O trabalho então era desenvolvido de forma autônoma por quem sabia fazê-lo, dando
origem aos artesãos, mestres e, posteriormente, às corporações de ofício da Idade
Média. Eu sei que você não tem tanta idade assim para lembrar de todos estes detalhes
com precisão, mas assim foi até início da Revolução Industrial (que saudade de minhas
aulas de História...).
Surgiram e cresceram então as primeiras grandes empresas, absorvendo os camponeses
emigrados para as cidades, expulsos pela falta de trabalho decorrente da mecanização
agrícola.
Esta trajetória ocorreu em muitos lugares do mundo civilizado, no Brasil inclusive, ainda
que com algum atraso já aqui pelo meio do século 20.
Na crença de que uns só serviam para o trabalho braçal enquanto outros, mais
privilegiados, deveriam administrar os primeiros, empilharam-se caixinhas e mais caixinhas
organizacionais sobre os níveis operacionais.
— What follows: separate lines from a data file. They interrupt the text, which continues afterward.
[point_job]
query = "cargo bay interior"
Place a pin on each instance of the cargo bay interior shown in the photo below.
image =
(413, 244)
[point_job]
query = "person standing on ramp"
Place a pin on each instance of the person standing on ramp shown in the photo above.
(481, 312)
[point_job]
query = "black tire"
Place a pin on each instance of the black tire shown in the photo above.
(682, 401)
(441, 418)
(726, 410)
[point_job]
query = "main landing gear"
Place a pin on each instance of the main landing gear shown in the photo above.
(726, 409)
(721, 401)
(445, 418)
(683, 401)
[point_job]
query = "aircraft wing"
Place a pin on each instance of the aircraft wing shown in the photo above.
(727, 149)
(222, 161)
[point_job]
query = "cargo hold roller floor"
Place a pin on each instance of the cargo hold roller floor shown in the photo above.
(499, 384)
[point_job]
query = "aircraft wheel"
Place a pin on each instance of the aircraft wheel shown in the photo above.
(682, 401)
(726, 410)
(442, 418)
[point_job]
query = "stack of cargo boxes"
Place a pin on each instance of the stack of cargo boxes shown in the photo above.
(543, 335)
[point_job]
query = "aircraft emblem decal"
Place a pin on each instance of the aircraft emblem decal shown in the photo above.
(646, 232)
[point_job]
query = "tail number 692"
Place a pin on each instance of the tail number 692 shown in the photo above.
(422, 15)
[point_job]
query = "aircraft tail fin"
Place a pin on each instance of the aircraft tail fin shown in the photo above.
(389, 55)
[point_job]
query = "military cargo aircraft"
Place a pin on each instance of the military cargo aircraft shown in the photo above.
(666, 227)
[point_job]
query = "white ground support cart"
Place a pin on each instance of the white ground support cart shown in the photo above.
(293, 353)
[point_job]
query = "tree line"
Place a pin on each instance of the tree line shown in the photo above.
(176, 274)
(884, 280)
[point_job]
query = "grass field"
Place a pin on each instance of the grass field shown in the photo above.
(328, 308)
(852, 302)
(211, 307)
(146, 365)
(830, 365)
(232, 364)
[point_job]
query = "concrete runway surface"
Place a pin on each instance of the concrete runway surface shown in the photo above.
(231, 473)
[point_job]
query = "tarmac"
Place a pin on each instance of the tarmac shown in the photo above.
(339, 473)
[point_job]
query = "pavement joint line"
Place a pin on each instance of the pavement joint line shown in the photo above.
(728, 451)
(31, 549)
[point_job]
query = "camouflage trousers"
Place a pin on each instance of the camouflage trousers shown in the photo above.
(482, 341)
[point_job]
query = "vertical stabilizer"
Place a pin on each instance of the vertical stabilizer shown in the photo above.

Surgiram, assim, as grandes e inflexíveis estruturas hierárquicas, e as noções de
"trabalho" e de "emprego" se confundiram. Trabalhar significava estar
empregado (note o tempo de verbo no passado...).
Em um futuro bem próximo, sem dúvida iremos relembrar o final do século passado e este
nosso século 20 como a "Era do Emprego".
A moda agora é dizer que os empregos estão indo embora. Você já ouviu isto em algum
lugar, não é mesmo?
No entanto, pessoas ainda são empregadas, e sempre o serão. O que ocorre é que o
trabalho que elas estão sendo solicitadas a realizar encaixa-se cada dia menos no modelo
que nós conhecemos como "aquele bom emprego".
O que está acontecendo?
Neste nosso mundo globalizado, do qual fazemos parte agora, e que muda durante cada
mal dormida noite de sono, surge nova pressão, por contínua e acelerada readequação da
força de trabalho, seja ela operacional, técnica ou executiva.
E isto precisa se processar, no mínimo, na velocidade com que cenários, mercados e
tecnologia mudam, senão mais rapidamente, se as organizações e pessoas quiserem se
antecipar às mudanças, sobreviver e prosperar.
Do ponto de vista de Recursos Humanos, a questão básica que atinge as organizações
não está associada tanto às situações econômicas contingenciais, mas à necessidade
destas organizações mudarem mais agilmente do que jamais necessitaram fazer antes.
Estruturas organizacionais e empregos tradicionais, na maneira como nós os conhecemos,
com horário e local de trabalho fixos, descrição de cargo clara e relação direta
entre chefe e empregados, revelaram-se uma maneira bastante inflexível para se realizar o
trabalho requerido.
Empresas do futuro terão como forte característica serem "sem-empregados", e
muitas que são pró-ativas já estão assumindo este novo modelo.
Na prática, o que ocorre é que continua existindo muito trabalho para ser feito,
certamente até mais do que em saudosos tempos mais plácidos, mas as estruturas de cargos
e de relação de comando vertical estão rapidamente desaparecendo.
O trabalho passa, cada dia mais, a ser realizado pela categoria de "profissionais sem
emprego" (por favor: não confunda com "desempregados"!), que estejam em
condições de oferecer instantaneamente o conhecimento e habilidades necessárias, pelo
tempo em que estas forem requeridas pelas organizações.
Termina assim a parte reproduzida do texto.